Aside from bringing in money to the business, on a personal level it’s proof of our capability to be and stay in business. Regardless of what life throws at us both within and outside of business, we will figure out a way to generate enough income that our basic needs are taken care of.
Because of our flexibility, we will thrive. Sometime it’ll take some stepping back, re-grouping and possibly involve a dramatic change of business model(s), but we will know it’s doable. We run the show, not the other way round: business strategy is control as far as it is possible and thereafter becomes flexibility.
We can’t take our companies past certain points without personal growth. Our business endeavours remain as successful as we believe ourselves capable of being. And a successful business owner knows they must be dynamic always, ready to face the new unknown.
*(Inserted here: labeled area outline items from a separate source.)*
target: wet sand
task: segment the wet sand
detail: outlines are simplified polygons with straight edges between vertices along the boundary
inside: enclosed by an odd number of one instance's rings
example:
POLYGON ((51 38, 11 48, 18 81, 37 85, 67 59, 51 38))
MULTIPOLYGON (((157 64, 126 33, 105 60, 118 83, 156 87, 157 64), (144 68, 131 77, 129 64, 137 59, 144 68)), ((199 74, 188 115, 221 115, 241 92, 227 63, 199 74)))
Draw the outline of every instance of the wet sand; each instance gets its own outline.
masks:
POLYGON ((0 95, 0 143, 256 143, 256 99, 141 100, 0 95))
Pragmatic is better than panicked and panic eases with building our knowledge base as well as skill sets tied to them. Great practice requires solid knowledge of theory and there’s no work-around for this. Despite this burden, I’d still say it’s better to work for me than another though :)
Nobody said running a business is easy and in fact when you listen to others, the conclusion is usually “Harder than expected”, “I had no idea of what I was throwing myself into” or “I couldn’t do it alone, my team is everything!”
Entrepreneurship is hard mainly because there’s so much to learn and so little time to get all of it done.
This is why systems and workflows are crucial to define and implement, or how else would you explain the inner workings of your particular enterprise to a stranger? If you don’t know how to do stuff, how can you bring people onboard?
Hence priorities and lists and know-thyselves, because obviously you want to hire people to cover for your own weakest points. And yet if you only ever add people to the team, who think, act and look like you, will the strengths be emphasised but weaknesses ignored blatantly? The answers are found in personal development and growth, and part of both is the acceptance to feel uncomfortable and vulnerable from time to time.